In the other game last Sunday, McNabb’s quarterback contributions for Philadelphia were less spectacular but a great deal more meaningful. For, that day, McNabb was struggling under uncommon pressure. He was the leader of a group of distressed athletes who had lost the last three NFC title games, who had lost their greatest player (wide receiver Terrell Owens), who lacked a Dillon-type or Bettis-type back, who had lost face in one of the country’s most rabid sports communities, and who seemed to be falling apart in the third quarter — when they couldn’t score the sealing touchdown even after getting a turnover at the Atlanta 10-yard line — and all this on top of the pressures that had been on McNabb all his adult life.

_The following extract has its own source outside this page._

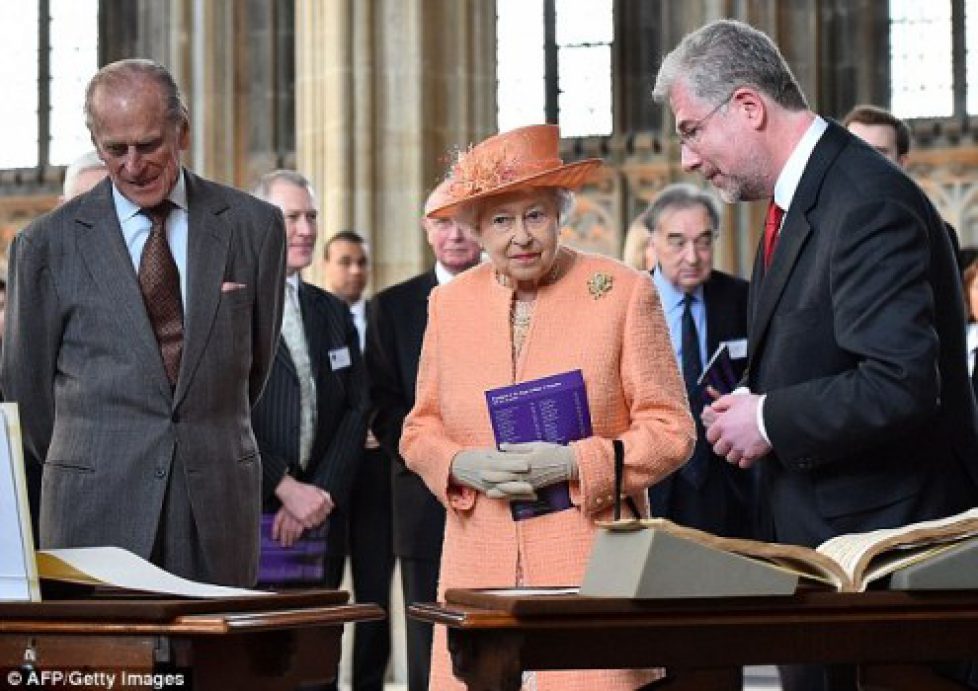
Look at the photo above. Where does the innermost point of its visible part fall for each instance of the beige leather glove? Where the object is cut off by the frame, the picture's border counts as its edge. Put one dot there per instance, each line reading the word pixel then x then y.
pixel 548 463
pixel 494 473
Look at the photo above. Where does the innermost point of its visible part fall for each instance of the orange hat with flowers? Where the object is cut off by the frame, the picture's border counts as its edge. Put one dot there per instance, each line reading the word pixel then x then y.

On a spot like that, entering the fourth quarter of a close game, you or I would have had the shakes. But McNabb pulled himself together — after the nervousness of the third quarter — and in 12 trouble-free plays of the fourth quarter coolly drove the Eagles 65 yards to the touchdown they had to have. In third-down predicaments on that drive, he completed three of three passes, the third for the touchdown.

This has so far been McNabb’s best season. He has after all these years learned how to unload straight passes fast. And when the Eagle system permits, he can throw Brady-like bombs. A Super Bowl with McNabb vs. Brady? That could be some game.